And Zarathustra went thoughtfully on, further and lower down, through forests and past moory bottoms; as it happens, however, to every one who meditates upon hard matters, he trod thereby unawares upon a man. And lo, there spurted into his face all at once a cry of pain, and two curses and twenty bad invectives, so that in his fright he raised his stick and also struck the trodden one. Immediately afterwards, however, he regained his composure, and his heart laughed at the folly he had just committed.
“Pardon me,” said he to the trodden one, who had got up enraged, and had seated himself, “pardon me, and hear first of all a parable.
As a wanderer who dreams of remote things on a lonesome highway, runs unawares against a sleeping dog, a dog which lies in the sun:
-As both of them then start up and snap at each other, like deadly enemies, those two beings mortally frightened- so did it happen to us.
And yet! And yet- how little was lacking for them to caress each other, that dog and that lonesome one! Are they not both- lonesome ones!”
-“Whoever you are,” said the trodden one, still enraged, “you tread also too nigh me with your parable, and not only with your foot!

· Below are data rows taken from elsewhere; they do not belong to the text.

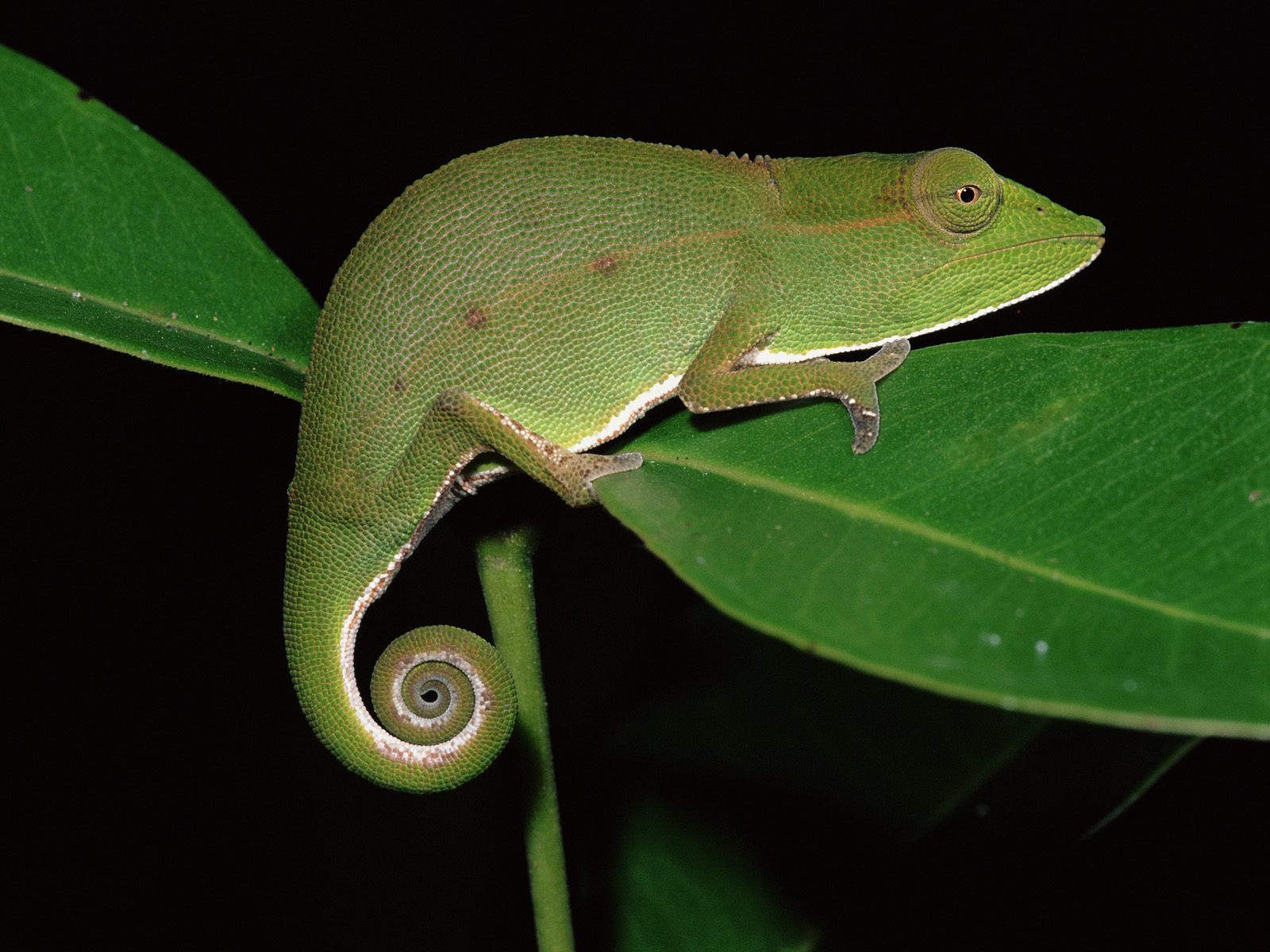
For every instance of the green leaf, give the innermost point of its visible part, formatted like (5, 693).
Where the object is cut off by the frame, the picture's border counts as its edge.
(679, 885)
(1066, 524)
(901, 762)
(111, 238)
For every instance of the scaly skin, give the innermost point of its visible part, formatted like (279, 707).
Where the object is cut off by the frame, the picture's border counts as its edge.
(537, 298)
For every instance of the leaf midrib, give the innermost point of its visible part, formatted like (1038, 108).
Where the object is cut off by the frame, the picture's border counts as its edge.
(880, 517)
(154, 319)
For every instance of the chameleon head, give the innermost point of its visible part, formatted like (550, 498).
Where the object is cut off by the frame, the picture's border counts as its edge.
(991, 241)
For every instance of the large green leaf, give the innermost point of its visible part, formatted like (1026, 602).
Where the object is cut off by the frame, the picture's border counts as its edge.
(1068, 524)
(111, 238)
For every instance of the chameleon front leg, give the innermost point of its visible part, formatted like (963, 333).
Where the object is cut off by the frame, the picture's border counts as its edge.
(723, 378)
(459, 427)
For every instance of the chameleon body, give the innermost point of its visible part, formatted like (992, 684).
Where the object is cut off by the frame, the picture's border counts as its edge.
(533, 300)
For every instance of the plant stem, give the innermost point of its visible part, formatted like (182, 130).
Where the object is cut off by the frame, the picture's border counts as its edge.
(507, 578)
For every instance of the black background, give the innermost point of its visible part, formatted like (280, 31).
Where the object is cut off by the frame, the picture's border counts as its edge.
(164, 770)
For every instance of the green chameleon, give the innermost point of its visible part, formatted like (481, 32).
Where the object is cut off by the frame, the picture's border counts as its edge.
(533, 301)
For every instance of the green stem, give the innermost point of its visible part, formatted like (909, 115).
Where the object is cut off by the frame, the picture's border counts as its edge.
(507, 577)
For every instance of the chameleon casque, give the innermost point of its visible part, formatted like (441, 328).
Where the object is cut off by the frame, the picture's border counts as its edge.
(533, 300)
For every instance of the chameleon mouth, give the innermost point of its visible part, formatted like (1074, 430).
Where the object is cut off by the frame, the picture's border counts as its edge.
(1087, 238)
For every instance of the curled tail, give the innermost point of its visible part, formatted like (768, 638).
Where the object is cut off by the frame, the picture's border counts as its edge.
(444, 700)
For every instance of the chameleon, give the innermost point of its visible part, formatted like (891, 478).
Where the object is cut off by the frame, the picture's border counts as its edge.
(533, 301)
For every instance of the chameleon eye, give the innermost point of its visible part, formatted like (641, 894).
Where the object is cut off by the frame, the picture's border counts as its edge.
(956, 192)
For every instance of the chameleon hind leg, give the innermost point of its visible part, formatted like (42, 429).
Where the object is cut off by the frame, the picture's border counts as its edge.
(457, 427)
(723, 376)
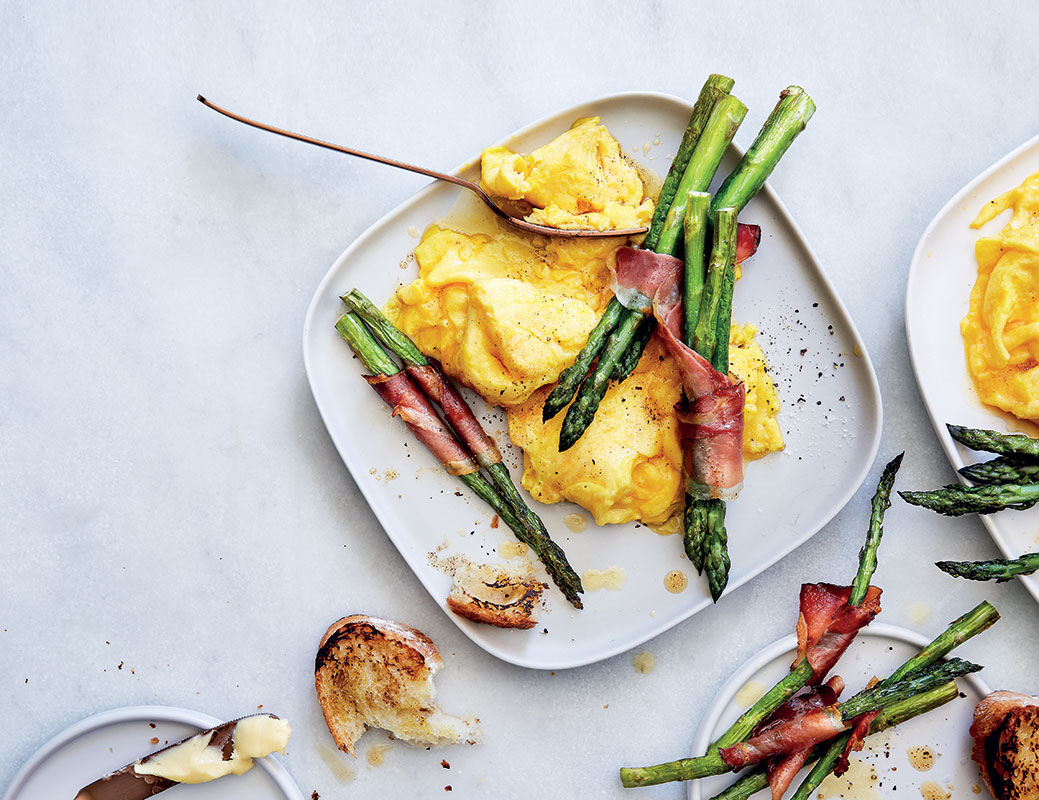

Lo! am I then a dog?”- And then the sitting one got up, and pulled his naked arm out of the swamp. For at first he had lain outstretched on the ground, hidden and indiscernible, like those who lie in wait for swampgame.
“But whatever are you about!” called out Zarathustra in alarm, for he saw a deal of blood streaming over the naked arm,- “what has hurt you? has an evil beast bit you, you unfortunate one?”
The bleeding one laughed, still angry, “What matter is it to you!” said he, and was about to go on. “Here am I at home and in my province. Let him question me whoever will: to a dolt, however, I shall hardly answer.”
“You are mistaken,” said Zarathustra sympathetically, and held him fast; “you are mistaken. Here you are not at home, but in my domain, and therein shall no one receive any hurt.
Call me however what you wilt- I am who I must be. I call myself Zarathustra.
Well! Up there is the way to Zarathustra’s cave: it is not far,- will you not attend to your wounds at my home?
It has gone badly with you, you unfortunate one, in this life: first a beast bit you, and then- a man trod upon you!”- -
When however the trodden one had heard the name of Zarathustra he was transformed. “What happens to me!” he exclaimed, “who preoccupies me so much in this life as this one man, namely Zarathustra, and that one animal that lives on blood, the leech?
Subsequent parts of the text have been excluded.